Investment Trust Insider on Perpetual Income and Growth

Investment trust insider on discount rates – James Carthew: Inflation fears weigh on some income trusts

Recent market turmoil has affected the ratings of a number of funds. Within my portfolio, one of the more peculiar de-ratings is that of Hipgnosis Songs Fund (SONG), which now looks to trade on an 8% discount to net asset value (NAV). The share price has fallen nearly 10% since the start of the year – well in advance of the recent row between Neil Young and Spotify which garnered a number of headlines.
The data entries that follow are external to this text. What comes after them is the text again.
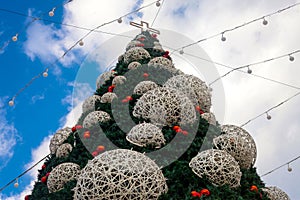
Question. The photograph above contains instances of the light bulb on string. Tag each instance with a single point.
(51, 13)
(291, 58)
(268, 116)
(16, 185)
(289, 168)
(249, 71)
(157, 3)
(181, 51)
(223, 38)
(15, 38)
(265, 22)
(81, 43)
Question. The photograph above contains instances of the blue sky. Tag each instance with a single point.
(46, 105)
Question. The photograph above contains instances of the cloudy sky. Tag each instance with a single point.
(54, 102)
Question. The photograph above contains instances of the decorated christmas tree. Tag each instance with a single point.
(148, 133)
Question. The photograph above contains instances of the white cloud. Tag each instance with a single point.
(246, 96)
(8, 135)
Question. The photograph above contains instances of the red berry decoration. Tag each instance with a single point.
(145, 75)
(86, 135)
(44, 179)
(95, 153)
(205, 192)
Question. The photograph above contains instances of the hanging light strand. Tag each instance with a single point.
(223, 38)
(252, 64)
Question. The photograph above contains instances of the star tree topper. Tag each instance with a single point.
(144, 26)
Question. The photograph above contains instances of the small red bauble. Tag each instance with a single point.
(44, 179)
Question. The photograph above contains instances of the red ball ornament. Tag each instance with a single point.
(44, 179)
(205, 192)
(86, 135)
(95, 153)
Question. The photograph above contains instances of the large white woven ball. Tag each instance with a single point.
(120, 174)
(218, 166)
I gave you the buy case for SONG last July, but to reiterate – more streaming, more streaming platforms, predictable revenue increases as revenue already earned takes time to flow through to the fund, post-Covid recovery in live performances and the potential for a significant shift in the UK in the allocation of income in favour of songwriters at the expense of the publishing companies – bake in revenue growth for the fund and hold out the prospect of more to come.

SONG’s broker Singer Capital Markets has also drawn attention to a recent deal that suggests the NAV is conservative. In October 2021 US private equity group KKR (KKR.N) and a family investment office bought the Kobalt II portfolio of over 62,000 copyrights from Kobalt Music for $1.1bn. An independent valuer – FTI Consulting, which is not a firm that SONG uses – has valued the KKR portfolio on 23.9 times historic revenues. On a discounted cash flow basis, this values that portfolio on a 6.25% discount rate.

Contrast that with SONG, which bought the Kobalt I portfolio in September 2020, which is valued on a multiple of 19 times revenue and a discount rate of 8.5%. Just lowering the discount rate to 8% would add $283m, or 9.3%, to the NAV, while valuing SONG on a 6.25% discount rate would imply more than 40% upside.